Purpose of the Study:

  • To propose a novel Adaptive Chaotic Gaussian Variant Snake Optimization Algorithm (ACGSOA) for optimizing SEMWSN deployment.
  • To enhance the coverage rate and convergence speed of SEMWSN deployment strategies.
  • To address the challenge of achieving maximum field coverage with a minimal number of sensor nodes.

Main Methods:

  • Development of a unique Adaptive Chaotic Gaussian Variant Snake Optimization Algorithm (ACGSOA).
  • Introduction of a new chaotic operator to optimize individual position parameters and accelerate convergence.
  • Design of an adaptive Gaussian variant operator to prevent local optima during sensor node deployment.

Main Results:

  • ACGSOA demonstrated superior performance compared to traditional algorithms like SO, WOA, ABC, and FOA in simulation experiments.
  • The proposed ACGSOA achieved significant improvements in convergence speed.
  • Coverage rate was enhanced by 7.20% (vs.

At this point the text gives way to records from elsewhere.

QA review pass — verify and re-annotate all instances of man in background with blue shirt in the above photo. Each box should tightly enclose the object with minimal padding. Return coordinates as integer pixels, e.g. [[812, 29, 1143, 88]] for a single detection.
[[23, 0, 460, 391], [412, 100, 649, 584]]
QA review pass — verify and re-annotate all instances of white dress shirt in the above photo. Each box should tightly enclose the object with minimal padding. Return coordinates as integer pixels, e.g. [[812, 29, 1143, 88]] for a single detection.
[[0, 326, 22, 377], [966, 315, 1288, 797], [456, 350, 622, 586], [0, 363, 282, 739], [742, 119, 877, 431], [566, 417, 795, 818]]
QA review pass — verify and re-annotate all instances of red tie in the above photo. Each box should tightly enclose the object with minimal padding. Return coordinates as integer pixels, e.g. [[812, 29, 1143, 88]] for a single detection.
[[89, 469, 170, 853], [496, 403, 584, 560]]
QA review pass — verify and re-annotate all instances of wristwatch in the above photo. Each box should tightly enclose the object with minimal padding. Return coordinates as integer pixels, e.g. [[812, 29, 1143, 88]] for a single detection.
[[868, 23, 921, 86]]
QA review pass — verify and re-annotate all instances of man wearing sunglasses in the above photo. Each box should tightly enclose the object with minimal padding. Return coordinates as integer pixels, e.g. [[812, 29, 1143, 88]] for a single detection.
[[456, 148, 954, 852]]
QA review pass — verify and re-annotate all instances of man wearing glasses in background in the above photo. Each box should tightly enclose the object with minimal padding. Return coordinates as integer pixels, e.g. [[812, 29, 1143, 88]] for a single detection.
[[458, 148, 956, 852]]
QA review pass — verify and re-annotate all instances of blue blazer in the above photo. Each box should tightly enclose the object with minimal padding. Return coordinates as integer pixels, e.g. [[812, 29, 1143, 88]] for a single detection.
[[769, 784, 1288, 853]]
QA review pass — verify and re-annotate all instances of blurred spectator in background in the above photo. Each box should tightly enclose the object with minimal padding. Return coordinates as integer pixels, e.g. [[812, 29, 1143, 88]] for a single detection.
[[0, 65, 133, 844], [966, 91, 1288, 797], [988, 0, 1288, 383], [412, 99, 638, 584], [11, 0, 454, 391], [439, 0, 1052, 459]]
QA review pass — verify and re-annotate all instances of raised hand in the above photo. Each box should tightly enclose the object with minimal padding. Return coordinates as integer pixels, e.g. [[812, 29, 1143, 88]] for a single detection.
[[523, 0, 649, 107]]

SO), 7.32% (vs. WOA), 7.96% (vs. ABC), and 11.03% (vs. FOA).

Conclusions:

  • The ACGSOA is a robust and efficient algorithm for SEMWSN deployment, offering low complexity and fast convergence.
  • ACGSOA significantly improves monitoring field coverage, leading to better agricultural management and crop yield.
  • The algorithm effectively avoids local optima, ensuring a more comprehensive deployment strategy for SEMWSNs.